19 States in the US asked Supreme Court to Limit the EPA to protect Energy Sector Jobs
19 States in the US have asked the Supreme Court to limit the EPA (Environment Protection Agency) authority to protect energy sector jobs. The Attorney General of West Virginia, Patrick Morrisey is leading the charge with support from attorneys general representing Alabama, Alaska, Arkansas, Georgia, Indiana, Kansas, Louisiana, Missouri, Montana, Nebraska, Ohio, Oklahoma, South Carolina, Texas, Utah, Wyoming, and the governor of Mississippi. They stressed that the DC Court of Appeals made a misjudgment and allowed the EPA to “de-carbonize” various sectors of the economy without congressional input based on Section 111 of the Clean Air Act. It targeted factories and power plants, as well as the millions of homes and small businesses that use natural gas for heat. Last week, Biden announced that his target of cutting US carbon emissions in half from 2005 levels by 2030.

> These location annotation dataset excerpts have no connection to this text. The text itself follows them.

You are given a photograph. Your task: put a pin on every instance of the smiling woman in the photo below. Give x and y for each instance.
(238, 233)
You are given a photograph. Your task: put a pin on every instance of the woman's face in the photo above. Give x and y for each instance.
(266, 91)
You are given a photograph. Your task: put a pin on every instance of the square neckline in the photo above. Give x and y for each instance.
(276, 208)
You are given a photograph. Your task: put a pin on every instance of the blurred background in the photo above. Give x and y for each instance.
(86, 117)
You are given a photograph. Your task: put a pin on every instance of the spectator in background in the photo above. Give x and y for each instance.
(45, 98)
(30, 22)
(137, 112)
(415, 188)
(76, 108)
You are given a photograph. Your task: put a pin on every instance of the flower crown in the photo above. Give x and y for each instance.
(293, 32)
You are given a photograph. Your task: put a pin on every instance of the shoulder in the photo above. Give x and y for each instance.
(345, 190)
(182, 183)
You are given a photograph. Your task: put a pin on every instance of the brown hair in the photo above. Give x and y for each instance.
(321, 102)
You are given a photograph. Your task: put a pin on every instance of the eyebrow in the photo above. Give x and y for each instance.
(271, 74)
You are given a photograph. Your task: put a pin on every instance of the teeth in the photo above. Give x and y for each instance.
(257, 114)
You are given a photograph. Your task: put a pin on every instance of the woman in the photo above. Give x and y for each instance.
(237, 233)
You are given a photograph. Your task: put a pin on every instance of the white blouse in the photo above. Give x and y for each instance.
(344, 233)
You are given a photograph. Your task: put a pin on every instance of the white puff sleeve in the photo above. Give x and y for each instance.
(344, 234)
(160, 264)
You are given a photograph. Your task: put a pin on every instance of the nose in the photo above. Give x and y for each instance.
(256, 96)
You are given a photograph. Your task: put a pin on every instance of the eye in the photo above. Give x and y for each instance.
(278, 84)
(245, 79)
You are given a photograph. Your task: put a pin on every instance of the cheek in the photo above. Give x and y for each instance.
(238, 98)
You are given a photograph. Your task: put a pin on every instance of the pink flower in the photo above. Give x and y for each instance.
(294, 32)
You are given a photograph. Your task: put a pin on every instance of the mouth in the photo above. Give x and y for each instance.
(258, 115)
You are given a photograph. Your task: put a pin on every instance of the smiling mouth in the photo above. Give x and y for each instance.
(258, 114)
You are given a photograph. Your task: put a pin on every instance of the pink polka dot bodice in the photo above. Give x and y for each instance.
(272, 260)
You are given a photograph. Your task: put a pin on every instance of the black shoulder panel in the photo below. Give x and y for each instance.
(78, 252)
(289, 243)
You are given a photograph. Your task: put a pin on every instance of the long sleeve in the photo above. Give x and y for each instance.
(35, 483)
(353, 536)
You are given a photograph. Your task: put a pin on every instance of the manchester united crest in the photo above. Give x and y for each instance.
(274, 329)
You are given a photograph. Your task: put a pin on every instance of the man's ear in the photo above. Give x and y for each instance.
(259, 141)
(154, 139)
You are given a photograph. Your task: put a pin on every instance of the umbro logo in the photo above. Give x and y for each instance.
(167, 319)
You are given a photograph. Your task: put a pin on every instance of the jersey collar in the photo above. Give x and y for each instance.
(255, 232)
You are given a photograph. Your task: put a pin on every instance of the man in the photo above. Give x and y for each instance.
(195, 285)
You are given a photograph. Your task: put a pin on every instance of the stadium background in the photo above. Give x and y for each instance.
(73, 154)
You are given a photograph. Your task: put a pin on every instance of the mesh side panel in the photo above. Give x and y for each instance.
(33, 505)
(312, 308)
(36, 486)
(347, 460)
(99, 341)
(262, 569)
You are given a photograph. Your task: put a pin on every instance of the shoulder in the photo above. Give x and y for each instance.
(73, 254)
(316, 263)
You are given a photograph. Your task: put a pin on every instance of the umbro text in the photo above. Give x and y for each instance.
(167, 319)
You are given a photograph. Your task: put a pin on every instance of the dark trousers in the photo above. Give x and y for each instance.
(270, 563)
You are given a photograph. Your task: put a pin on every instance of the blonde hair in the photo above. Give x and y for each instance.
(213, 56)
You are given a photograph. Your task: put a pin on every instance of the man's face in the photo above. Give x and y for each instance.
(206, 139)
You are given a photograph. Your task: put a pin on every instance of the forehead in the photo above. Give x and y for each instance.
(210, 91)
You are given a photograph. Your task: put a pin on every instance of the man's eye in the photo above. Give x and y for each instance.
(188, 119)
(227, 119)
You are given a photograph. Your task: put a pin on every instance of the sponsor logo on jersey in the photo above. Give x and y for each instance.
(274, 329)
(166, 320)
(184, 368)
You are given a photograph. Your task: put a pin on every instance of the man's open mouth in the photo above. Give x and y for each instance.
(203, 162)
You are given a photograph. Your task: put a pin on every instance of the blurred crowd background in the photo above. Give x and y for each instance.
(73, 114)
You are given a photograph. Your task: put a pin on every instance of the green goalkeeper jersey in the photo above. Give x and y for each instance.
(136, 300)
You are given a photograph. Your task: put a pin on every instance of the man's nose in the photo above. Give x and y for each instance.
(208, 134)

Morrisey issued a statement on Friday and said, “This wildly expansive power to regulate factories, hospitals, and even homes has tremendous costs and consequences for all Americans, in particular, West Virginia’s Coal miners, Pipeliners, Natural gas producers, utility workers, and the countless others who depend upon their success”. He added, “If EPA lacks such expansive authority, as we argue, the Supreme Court should make that clear now. Any further delay will impose costs the energy sector can never recoup and force states to sink even more years and resources into an enterprise that is, at best, legally uncertain”. Point to be noted that Morrisey filed a lawsuit against the Obama administration in 2015 over the former president’s Clean Power Plan designed at cutting US carbon emissions from power plants.
The attorney general also accused the implementation of such a policy exceeded the EPA’s mandate. The EPA under former President Trump replaced the Obama-era Clean Power Plan in January 2019 and the appeals court dismissed the case without input from the Supreme Court. However, the DC Circuit Court vacated the 2016 ruling in January. They will be better positioned to fight Biden’s climate plan if the attorney general is successful in overturning the decision and in proving government overreach through the EPA. Friday’s petition said that the DC Appeals Court ignored the 2016 Supreme Court stay, which the coalition argues should have hinted that the high court viewed existing law as limiting EPA’s authority, not expanding it. A recent report from a working group (including several federal agencies) discovered that there is $37.9 billion in currently available funding across a wide variety of departments.